CARTOGRAPHIE DES COURS D’EAU

Sommaire:
1 – généralités
2 – la cartographie dans le département du Lot
3 – la cartographie dans le département du Tarn-et-Garonne

1 – GENERALITES

Qu’est-ce qu’un cours d’eau ? quelle est la différence entre un bief classé cours d’eau et un autre non classé ?

MISE A JOUR DE LA CARTOGRAPHIE DES COURS D’EAU ?

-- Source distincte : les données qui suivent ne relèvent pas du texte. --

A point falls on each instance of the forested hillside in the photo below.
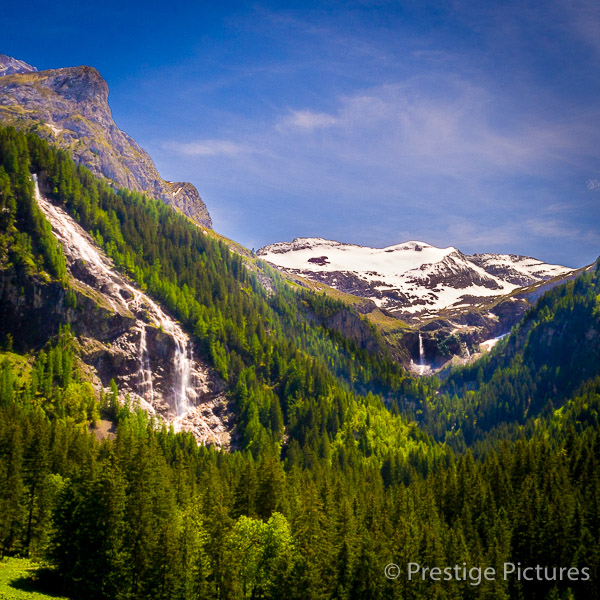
(335, 476)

La volonté de mettre à jour des cartes de cours d’eau peut paraître anecdotique à certains. Pour comprendre l’enjeu pour les propriétaires riverains et surtout les propriétaires de moulins à eau, il faut bien rappeler ceci:

qu’est-ce qu’un cours d’eau ? :
C’est là tout le problème; il n’y a pas de définition légale.
Ecoulement naturel et/ou artificiel ? continu ou temporaire ? utilisé ou pas par un moulin ? cadastré ou non ?….
Et pourtant des réglementations officielles s’appliquent aux cours d’eau.

Un historique clair et une présentation des enjeux est disponible sur le site de l’Hydrauxois. Ce document de 2012 reste d’actualité et nous ne pouvons que vous inciter à le lire ICI .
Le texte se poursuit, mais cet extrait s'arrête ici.